ASTANA — The international archaeological expedition made remarkable discoveries that broadens understanding of the history and culture of Turkic people in the Altai region, reported Kazinform.
Two significant findings stand out. The unearthing of Turkic settlements dating back to the seventh to ninth centuries in the Kalmak Kyrgan Mountains and the identification of a Turkic memorial statue from the eighth to ninth centuries in eastern Kazakhstan.
The project’s leader, Professor Victor Mertz from Toraighyrov University, highlighted the previous focus on Turkic burials and cult structures, noting that settlements had been relatively underexplored. A collaboration with Altai State University in Russia, Kazakhstan’s Institute of Archaeology named after Alkey Margulan, and Toraighyrov University, this expedition aimed to address this gap in Turkic history and culture research.

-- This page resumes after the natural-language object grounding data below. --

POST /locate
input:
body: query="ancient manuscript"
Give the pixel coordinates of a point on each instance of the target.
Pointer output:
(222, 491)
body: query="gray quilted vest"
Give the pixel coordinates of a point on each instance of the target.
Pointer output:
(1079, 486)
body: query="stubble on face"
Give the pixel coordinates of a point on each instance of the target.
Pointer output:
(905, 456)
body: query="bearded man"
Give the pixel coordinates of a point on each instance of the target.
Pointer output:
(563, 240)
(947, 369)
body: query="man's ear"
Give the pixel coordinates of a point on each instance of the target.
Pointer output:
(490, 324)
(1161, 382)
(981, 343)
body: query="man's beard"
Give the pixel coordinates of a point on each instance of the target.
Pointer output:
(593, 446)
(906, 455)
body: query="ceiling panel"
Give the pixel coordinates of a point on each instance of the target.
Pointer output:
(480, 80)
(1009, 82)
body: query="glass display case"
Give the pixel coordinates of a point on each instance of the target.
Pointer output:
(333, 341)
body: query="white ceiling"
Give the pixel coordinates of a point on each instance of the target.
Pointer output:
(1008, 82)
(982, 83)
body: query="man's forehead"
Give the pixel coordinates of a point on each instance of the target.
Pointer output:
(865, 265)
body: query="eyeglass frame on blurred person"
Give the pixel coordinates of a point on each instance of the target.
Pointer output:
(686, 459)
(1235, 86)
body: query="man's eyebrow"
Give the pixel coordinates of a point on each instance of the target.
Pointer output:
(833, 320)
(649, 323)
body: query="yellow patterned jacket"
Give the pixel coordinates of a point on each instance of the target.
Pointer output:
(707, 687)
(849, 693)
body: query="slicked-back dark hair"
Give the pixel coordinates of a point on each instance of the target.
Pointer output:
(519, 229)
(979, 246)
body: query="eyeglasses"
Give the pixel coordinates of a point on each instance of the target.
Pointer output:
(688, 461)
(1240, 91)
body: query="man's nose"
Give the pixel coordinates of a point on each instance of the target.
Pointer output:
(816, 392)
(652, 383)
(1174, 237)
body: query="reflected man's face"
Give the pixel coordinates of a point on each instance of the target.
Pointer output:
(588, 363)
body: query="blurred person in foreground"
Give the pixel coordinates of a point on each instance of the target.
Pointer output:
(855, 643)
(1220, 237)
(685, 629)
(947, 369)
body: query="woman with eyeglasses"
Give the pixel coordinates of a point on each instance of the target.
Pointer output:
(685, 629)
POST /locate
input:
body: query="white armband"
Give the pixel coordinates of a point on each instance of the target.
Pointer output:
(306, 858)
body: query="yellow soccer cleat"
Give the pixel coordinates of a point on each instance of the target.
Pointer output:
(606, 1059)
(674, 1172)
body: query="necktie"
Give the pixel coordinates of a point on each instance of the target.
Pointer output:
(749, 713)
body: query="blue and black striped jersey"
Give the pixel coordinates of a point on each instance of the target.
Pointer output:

The discovered Turkic settlements represent a breakthrough in the study of the Turkic peoples’ material culture and their role in the history of the Altai.
These Turkic settlements differ in their locations from those of the early Iron Age and Bronze Age. Nestled amid rocky terrain, they feature well-designed living spaces, indicating their functionality in the activities of the Turkic people.
Apart from the settlements, the excavations yielded numerous artifacts, especially items related to metalworking, showcasing the advanced metallurgical skills of the Turkic people. This discovery serves as compelling evidence of their mastery of ironworking, a hallmark of Turkic culture.
Archaeologists from the Altai region also made another notable discovery in Kazakhstan: a Turkic memorial statue depicting a warrior from the eighth to the ninth century. Such statues were crafted to honor fallen warriors and were typically not associated with burial sites, highlighting their religious and cultural importance. This revelation marked a significant advance in the study of Turkic monuments in the Northern Altai region.
“We discovered ancient camping sites belonging to medieval nomadic communities just a few kilometers away from the memorial complexes. This discovery opens up new avenues for further research into the daily lives and activities of these ancient Turkic nomads,” said archeologist Sergey Grushin.